Que voulait-il vraiment ? Taras Faraelyne n'avait-il pas raison ? N'était-il pas destiné à un avenir plus glorieux ? Ces toutes ses pensées firent perdre la notion du temps au prince et arriver avec un peu de retard dans la salle du trône.
Vivianne l'attendait tranquillement, assise sur le siège de feu son père le roi, un sourire aux lèvres en voyant Jeremiah arriver vers elle et faisant la révérence.
— Excusez mon retard, princesse.
— N'avions-nous pas dit que nous pouvions nous tutoyer ? répondit-elle en retenant un petit rire.
— Naturellement. Pardonne-moi. Tu voulais me parler avant le diner ? Est-ce politique ou d'ordre privé ?
— Un peu des deux.
Vivianne se leva du trône, ses doigts jouant entre eux et une démarche calme la dirigeant jusqu'à la fenêtre à sa droite. Elle posa sa main sur le mur en pierre et se mit à fixer l'extérieur tout en gardant le sourire.
« Je t'ai déjà parlé de l'infidélité de mon père, n'est-ce pas ? »
Le ton chaleureux qu'elle prit eut l'effet inverse chez Jeremiah qui se raidit immédiatement en entendant le mot qu'il redoutait. Maudissant l'intendante d'avoir peut-être fait part à la princesse de ce qu'elle avait découvert plus tôt dans la journée.
Une information qui ruinerait immédiatement toute sa stratégie et le charme qu'il lui faisait depuis des jours mais également l'alliance entre leurs pays.
— Il a eu deux enfants illégitimes, répondit calmement Jeremiah pour ne pas se trahir. Cornélia et Viktor, n'est-ce pas ?
— Exactement. Mon père était connu pour être un homme très volage. Il parait qu'avant de se marier avec ma mère, il passait de nombreuses nuits avec des paysannes et servantes... Et je pense même qu'il a continué après ma naissance. Il aimait la chair.
— J'en suis désolé.
— C'est étrange parce que, comme ma mère, j'ai toujours réussi à lui pardonner ce vice. Comme s'il était malade et que l'infidélité était incurable chez lui. Ce que je n'arrivais pas à pardonner, par contre, c'était les femmes avec qui il couchait. Je leur en voulais tellement... Est-ce que tu trouves cela étrange ?

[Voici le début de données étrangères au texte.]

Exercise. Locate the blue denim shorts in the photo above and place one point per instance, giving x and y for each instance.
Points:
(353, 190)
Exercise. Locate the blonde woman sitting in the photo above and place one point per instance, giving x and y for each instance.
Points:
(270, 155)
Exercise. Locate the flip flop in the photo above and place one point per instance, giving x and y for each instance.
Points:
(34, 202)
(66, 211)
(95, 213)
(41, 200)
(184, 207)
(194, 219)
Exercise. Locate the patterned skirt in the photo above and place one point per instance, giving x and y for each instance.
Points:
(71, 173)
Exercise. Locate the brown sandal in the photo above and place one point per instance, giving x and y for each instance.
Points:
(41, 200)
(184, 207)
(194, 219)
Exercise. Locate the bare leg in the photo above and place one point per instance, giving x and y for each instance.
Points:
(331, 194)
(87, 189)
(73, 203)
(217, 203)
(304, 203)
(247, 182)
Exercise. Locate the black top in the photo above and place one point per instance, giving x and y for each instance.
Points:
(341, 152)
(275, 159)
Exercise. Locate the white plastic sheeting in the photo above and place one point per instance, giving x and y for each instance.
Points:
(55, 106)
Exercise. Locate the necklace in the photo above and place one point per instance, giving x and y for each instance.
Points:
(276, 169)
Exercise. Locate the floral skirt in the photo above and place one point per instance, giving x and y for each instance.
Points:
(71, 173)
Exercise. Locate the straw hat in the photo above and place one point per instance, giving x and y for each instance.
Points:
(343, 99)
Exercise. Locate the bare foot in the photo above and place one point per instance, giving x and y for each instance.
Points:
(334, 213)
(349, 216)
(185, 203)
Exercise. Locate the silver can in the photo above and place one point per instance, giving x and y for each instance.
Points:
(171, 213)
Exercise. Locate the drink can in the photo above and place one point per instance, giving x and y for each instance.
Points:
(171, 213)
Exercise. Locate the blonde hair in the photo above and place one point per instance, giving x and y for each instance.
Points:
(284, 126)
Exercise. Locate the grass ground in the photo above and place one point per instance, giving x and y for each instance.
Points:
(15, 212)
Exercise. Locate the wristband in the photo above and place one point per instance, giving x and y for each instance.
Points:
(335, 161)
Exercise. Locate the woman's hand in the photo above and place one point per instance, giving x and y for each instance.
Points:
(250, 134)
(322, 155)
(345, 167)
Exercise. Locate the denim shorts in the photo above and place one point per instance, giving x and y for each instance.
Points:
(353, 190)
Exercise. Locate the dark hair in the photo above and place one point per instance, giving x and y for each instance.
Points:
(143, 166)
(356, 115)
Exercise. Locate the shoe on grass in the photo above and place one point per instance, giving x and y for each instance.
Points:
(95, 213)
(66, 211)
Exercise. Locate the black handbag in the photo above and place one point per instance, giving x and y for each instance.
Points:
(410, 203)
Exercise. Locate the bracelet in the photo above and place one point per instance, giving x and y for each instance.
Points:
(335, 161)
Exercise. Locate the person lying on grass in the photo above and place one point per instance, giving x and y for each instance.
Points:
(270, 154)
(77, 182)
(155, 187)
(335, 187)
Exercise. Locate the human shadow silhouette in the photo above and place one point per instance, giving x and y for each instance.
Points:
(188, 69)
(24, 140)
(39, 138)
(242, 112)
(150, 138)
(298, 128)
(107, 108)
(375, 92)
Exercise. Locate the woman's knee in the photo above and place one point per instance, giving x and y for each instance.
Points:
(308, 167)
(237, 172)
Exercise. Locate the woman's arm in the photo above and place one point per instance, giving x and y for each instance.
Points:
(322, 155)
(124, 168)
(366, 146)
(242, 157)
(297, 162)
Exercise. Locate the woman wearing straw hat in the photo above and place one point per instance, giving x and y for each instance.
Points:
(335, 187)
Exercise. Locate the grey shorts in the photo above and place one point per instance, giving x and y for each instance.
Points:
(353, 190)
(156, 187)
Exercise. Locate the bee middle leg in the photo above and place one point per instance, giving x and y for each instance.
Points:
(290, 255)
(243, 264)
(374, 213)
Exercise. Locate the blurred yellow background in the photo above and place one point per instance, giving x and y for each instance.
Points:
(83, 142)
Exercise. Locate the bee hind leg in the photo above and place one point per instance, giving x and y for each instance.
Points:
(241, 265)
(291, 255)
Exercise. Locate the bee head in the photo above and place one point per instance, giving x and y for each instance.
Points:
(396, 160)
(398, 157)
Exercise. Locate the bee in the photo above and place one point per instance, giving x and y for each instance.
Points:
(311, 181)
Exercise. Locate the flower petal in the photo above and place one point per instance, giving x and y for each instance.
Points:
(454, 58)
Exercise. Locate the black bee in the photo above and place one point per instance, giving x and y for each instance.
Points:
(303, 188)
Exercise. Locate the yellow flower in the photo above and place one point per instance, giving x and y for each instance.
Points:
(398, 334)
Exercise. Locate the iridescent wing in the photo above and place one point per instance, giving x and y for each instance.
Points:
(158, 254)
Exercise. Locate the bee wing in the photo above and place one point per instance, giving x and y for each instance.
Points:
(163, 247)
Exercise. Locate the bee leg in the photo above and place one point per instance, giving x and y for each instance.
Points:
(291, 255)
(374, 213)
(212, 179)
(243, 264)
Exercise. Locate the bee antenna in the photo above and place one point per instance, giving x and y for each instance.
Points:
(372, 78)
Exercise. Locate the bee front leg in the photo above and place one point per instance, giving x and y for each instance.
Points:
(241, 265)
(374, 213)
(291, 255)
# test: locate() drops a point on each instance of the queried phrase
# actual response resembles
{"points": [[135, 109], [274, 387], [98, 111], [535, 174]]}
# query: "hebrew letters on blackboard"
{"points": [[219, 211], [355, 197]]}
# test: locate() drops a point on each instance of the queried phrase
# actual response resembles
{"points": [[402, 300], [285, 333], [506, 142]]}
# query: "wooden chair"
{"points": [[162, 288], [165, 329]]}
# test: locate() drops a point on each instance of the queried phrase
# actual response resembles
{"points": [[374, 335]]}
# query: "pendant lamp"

— ...Chacun a sa façon de vivre les choses.
— Je pense que beaucoup sont atteints de cette maladie et pour cela, il n'y a aucun remède. On ne peut que ralentir la progression du mal.
— Où veux-tu en venir, Vivianne ?
La princesse fit un geste de la main vers Jeremiah, lui intimant de s'approcher d'elle. Elle lui fit un grand sourire avant de pointer du doigt la cour extérieure du château éclairé par les torches faisant face aux bourrasques de vent.
Jeremiah plissa les yeux avant de les ouvrir en grand. Il sentit la main de la princesse lui caresser la joue et ses lèvres embrasser son menton alors que son regard fixait le spectacle qu'elle venait de lui « offrir » à l'extérieur.
« S'il était trop tard pour mon père, je compte bien te guérir de ce mal et cela, pour que tu ne sois qu'à moi pour l'éternité. Je continuerais à te débarrasser de ces sangsues et ça peu importe à quel point elles s'accrochent. »
En bas, dans la cour extérieure, retentissaient les cris de la servante blonde avec qui Jeremiah s'était accoutumé à de nombreuses coucheries depuis son arrivée à Givreciel. Les bras de cette dernière étaient retenus par deux gardes appuyant également leurs pieds sur son dos pour la forcer à rester à genoux.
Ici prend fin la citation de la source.